Tonight, in New York City, Bryan Danielson and Nigel McGuinness will meet for one last time in a ROH ring before the both head off for WWE. Should they ever wrestle in WWE, it is unlikely that they will have a match close to the quality of matches they have had in ROH over the past three years. Let's look back at this classic ROH rivalry.

2006: McGuinness chases Danielson

Although Danielson has been with ROH since the first show in February 2002 (aside from some short hiatuses for overseas tours or injuries), and McGuinness joined the promotion in mid-2003, they managed to avoid crossing paths until April 2006. At this time, Danielson was seven months into his ROH World Title run, and McGuinness had held the ROH Pure Title (then the number two singles title) for eight months. Danielson was a babyface but was starting to tease a heel turn, while McGuinness was playing a dirty heel who regularly cheated to hang on to his title.

For their first match, ROH built up a title unification match at Weekend of Champions Night 2 in Cleveland. The match was fought under Pure Title rules. Among the Pure Title rules was the stipulation that the Pure Title could change hands on a disqualification of count out. The match was outstanding. Danielson and McGuinness are two of the best technical wrestlers in the world and they put on a mat wrestling clinic in the early part of the match. The match built logically as they slowly began working in strikes, high-impact moves and submissions and reached a thrilling crescendo when the action spilled to the floor.
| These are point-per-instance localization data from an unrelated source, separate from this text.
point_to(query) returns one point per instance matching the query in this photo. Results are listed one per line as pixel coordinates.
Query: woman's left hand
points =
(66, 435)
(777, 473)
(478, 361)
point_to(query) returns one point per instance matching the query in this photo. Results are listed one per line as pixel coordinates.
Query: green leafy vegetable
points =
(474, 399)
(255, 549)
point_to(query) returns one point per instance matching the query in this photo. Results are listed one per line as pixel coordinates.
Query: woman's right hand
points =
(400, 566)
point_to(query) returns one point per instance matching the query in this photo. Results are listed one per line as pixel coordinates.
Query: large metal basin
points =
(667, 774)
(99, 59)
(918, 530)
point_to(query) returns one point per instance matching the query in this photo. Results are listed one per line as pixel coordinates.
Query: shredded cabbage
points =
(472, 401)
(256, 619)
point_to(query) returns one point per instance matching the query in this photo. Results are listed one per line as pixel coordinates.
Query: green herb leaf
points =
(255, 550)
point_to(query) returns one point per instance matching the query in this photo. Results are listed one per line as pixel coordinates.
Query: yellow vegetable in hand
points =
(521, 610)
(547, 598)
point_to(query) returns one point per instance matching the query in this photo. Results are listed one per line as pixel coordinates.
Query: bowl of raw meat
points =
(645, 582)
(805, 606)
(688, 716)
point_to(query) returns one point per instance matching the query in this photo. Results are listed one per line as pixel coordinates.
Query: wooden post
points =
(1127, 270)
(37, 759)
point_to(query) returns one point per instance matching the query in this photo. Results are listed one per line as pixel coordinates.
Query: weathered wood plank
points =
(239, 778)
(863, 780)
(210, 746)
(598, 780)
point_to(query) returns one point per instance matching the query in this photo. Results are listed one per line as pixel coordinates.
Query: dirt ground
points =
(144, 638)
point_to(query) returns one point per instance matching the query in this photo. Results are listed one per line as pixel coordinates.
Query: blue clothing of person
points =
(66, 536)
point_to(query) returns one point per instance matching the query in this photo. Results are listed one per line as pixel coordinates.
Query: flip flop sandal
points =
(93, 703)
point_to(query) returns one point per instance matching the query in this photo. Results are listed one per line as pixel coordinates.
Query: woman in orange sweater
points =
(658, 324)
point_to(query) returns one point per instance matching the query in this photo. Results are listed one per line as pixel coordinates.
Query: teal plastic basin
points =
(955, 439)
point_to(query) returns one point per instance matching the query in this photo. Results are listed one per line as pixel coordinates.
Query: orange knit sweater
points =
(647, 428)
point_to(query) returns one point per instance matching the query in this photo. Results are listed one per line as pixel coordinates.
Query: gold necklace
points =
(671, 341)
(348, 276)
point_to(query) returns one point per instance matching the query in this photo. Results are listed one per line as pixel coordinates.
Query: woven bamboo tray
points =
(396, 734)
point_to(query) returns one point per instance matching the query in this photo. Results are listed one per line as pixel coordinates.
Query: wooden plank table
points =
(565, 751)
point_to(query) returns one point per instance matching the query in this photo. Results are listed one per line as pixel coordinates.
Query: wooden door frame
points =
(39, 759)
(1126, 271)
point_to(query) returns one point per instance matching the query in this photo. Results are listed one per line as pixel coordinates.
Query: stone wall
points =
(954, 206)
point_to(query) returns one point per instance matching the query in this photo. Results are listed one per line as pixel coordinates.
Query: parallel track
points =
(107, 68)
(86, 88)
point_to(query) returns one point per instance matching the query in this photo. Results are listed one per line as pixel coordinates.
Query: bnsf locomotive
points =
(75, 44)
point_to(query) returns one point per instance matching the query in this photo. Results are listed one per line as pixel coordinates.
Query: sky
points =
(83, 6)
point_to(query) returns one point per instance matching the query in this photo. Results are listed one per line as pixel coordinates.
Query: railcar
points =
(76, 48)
With the help of a chair shot, McGuinness made it back into the ring at the count of 19 to win by count out and retain the Pure Title, but not win the World Title.

For winning their first match, McGuinness earned a re-match for Danielson's World Title without having to put the Pure Title on the line. This came back in Cleveland three months later at Generation Now. Danielson had just turned heel as part of the incredible conclusion to the ROH-CZW feud at Death Before Dishonor 4 in Philadelphia. This made the rematch with McGuinness a heel vs. heel affair, which hurt the match. As a result, this was not one of their best encounters, though it helped set the stage for McGuinness to turn babyface by showing he could hang with Danielson without cheating. In the end, Danielson retained his title with a cheap deception leading to a roll-up.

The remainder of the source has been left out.